Комнаты на Стромынке большие, и селили в них плотно — кроме кроватей только шкаф да круглый стол посредине. Сначала их было четверо: Оленька Лобзикова, тоже золотая медалистка, невысокая, пухленькая, с Сильно косящими за стеклами очков глазами девочка, совсем девочка еще откуда-то из Волгоградской области, дочь заботливых сельских учителей, которые буквально через день слали ей посылки — то ли от невероятной заботливости, то ли от полной уверенности, что дочь их обязательно поступит и запасы пригодятся, то ли оттого, что им просто некуда было девать все это — мед, яблоки, домашнюю колбасу, сало и даже домашнее вино в полиэтиленовой канистре, хотя вряд ли уж там было такое изобилие; Зина Антошкина из Калуги, шедшая вне конкурса как производственница — пять лет производственного стажа, маляр-передовик из СМУ, Женщина внимательная, но строгая, деловая, готовый староста курса, а со временем — и председатель студкома, а пока несколько смущенная и скромностью своего гардероба, и грубоватостью манер, и недостатком эрудиции — экзамены еле-еле сдала, но все это чепуха, Обкатается, станет и умнее, и привлекательнее, для того и поступала; Роза Ханбекова из Средней Азии или Казахстана, у нее не поймешь, то ходит в национальном платье из атласного шелка в пестрых разводьях, то тюрбан на голове накрутит и все время что-то под нос неизвестно на каком языке напевает, красивая, кажется, но совершенно неопрятная, ничего делать не хочет, даже в той веселой уборке участия не принимала, въехала на все готовенькое; четвертая Нина.
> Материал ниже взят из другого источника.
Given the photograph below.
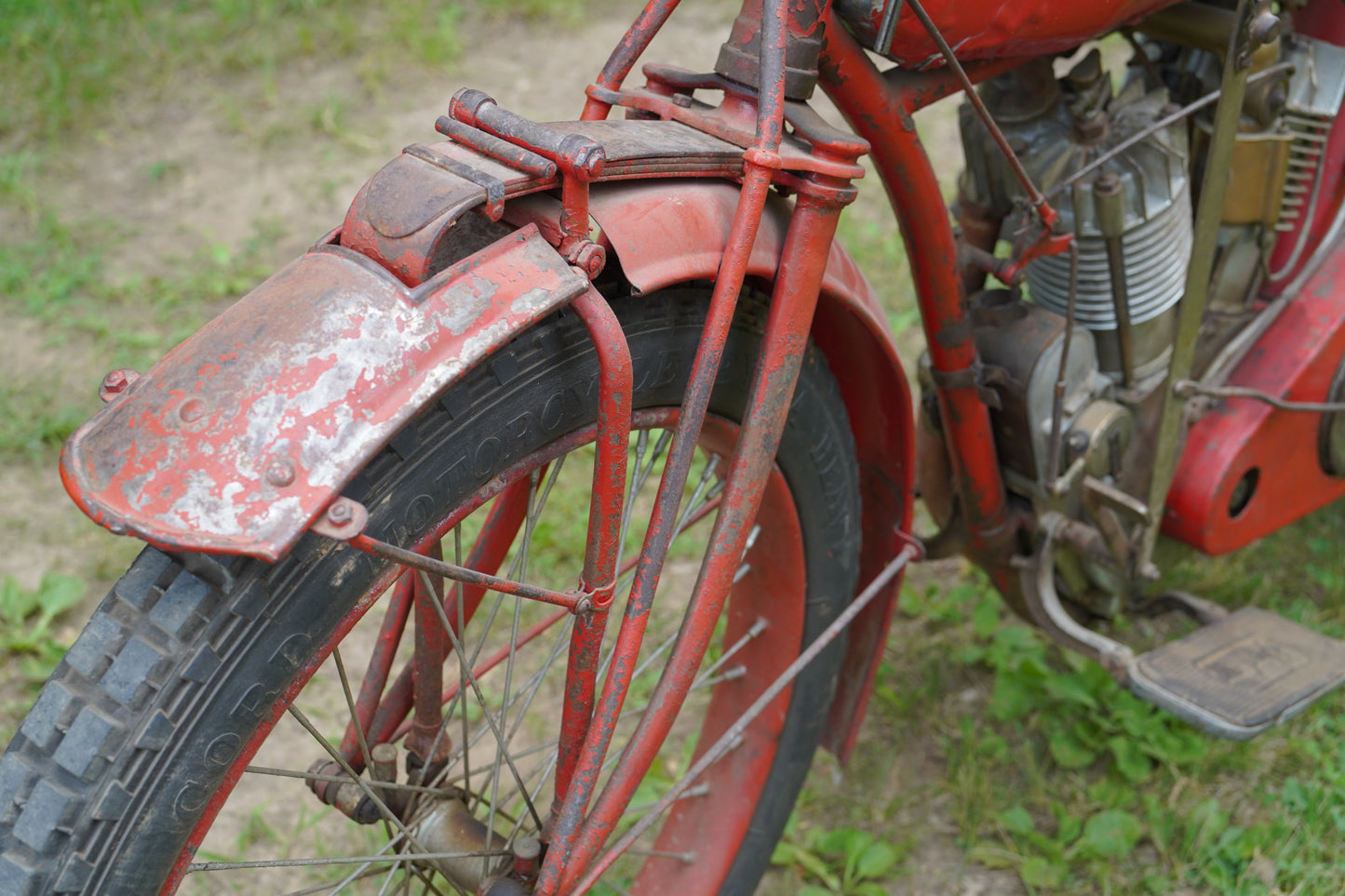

Перед самым началом учебного года, уже тридцатого, прибыли еще двое. Эта задержка поставила их сразу в несколько привилегированное положение — словно гостей, опоздавших к началу торжества. Их, конечно, ждали — но крайней мере трое из четырех, загадывали, что будут за девочки, скорее всего откуда-нибудь из близких к Москве мест, если уехали после экзаменов домой, интересно, какие они.
А они обе оказались красавицами, такими, что непосредственная Оленька, увидев их, а они «пришли вместе, как сговорились, засуетилась, побежала за кипятком к титану, а потом стала доставать из ящиков, стоящих под ее кроватью, сразу все свои запасы, словно был какой-нибудь праздник. Зина Антошкина, уже сидевшая на кровати с книгой — ликвидировала пробел по Э. Хемингуэю, о котором впервые услыхала накануне, — подняла на вошедших глаза и только сказала: «Ну вы даете!» И трудно было судить, к чему относятся эти слова — к тому ли, что явились эти подруги чуть ли не в последний момент (словно университет для них — так, баловство, свидание, на которое и опоздать можно), или к тому, что явились они вместе, или все-таки к тому, какие они. Роза спала, похрапывая, — почти до утра простояла в коридоре, привалившись к стене под лампочкой с каким-то растрепанным томиком (в комнатах иметь настольные лампы не полагалось по причине плотности населения).
А Нина с первой минуты, возненавидела их обеих. Темноволосую, очень собранную и чем-то похожую на птицу — дрозда или грача — Люду Пугачеву с такими невероятно красивыми глазами, что любая девка на кого угодно походить пожелает — хоть на кита, хоть на зайца, если ей при этом такие глаза пообещают, но на кита все-таки не надо, уж больно толст. И Свету Микутис из Литвы, которая, наоборот, блондинка, с точеным носиком, глаза холодные — наверное, злая как собака, губы тонкие — ну прямо Марлен Дитрих, только раза в четыре моложе. И фигура змеиная. А еще говорят, что в Прибалтике красивых женщин нет, — что зря говорить?